Keeping melanoma at bay The best form of treatment is prevention. As Hughes says, “If your skin has already figured out how to make a melanoma, why give it help?” His recommendation is to take the children along when shopping for sunscreen and other skin care products because it’s difficult to impose something on pediatric patients that they find objectionable. For boys, the clear, alcohol-based product is usually a pleaser. Girls are fonder of the floral-scented sunscreens and can normally find several sunscreens that they will use. “The easier it is to apply, the happier the children are with it,” Hughes says. He also says that the spray-on variety works well as long as hands are used to spread it onto the body. One caution is to apply sunscreen prior to donning a bathing suit. “If you put the sunscreen on at home before you go to the beach or pool, the half hour it takes to become effective will be passed by the time you arrive. You’ll also miss those ‘edge burns’ that you may get when you try to put on the sunscreen around your bathing suit,” Hughes explains. Keep in mind the difference between sunscreen and sunblock. Sunscreen contains molecules that can absorb the sun’s energy and prevent it from getting into the skin. Sunblock is metal salt that reflects the sun’s energy away from the skin.
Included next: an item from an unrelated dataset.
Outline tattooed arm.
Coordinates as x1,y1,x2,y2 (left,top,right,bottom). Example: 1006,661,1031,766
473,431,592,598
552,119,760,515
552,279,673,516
Both are effective as long as they are reapplied every two to four hours. Hughes recommends that everyone use a water-proof sunscreen with a minimum of a 30 spf, which is the measure of the proportion of UV light blocked. A 30 spf sunscreen means that 97 percent of the sun’s energy is blocked. With a 50 spf, 98 percent is blocked, and with an 85 spf, approximately 99 percent is blocked. While sun-protective clothing and sunglasses are also good ideas, especially for younger children, a hat is a must. If you don’t have a hat, don’t forget the head when applying sunscreen, especially along parts in the hair. An alcohol-based product is best for the head because it is non-greasy. Children with light coloring in their skin, hair and eyes are predisposed to melanomas, as are those with lots of moles, which are precursors to melanoma. However, even dark-skinned Latin Americans and African-Americans can get melanoma.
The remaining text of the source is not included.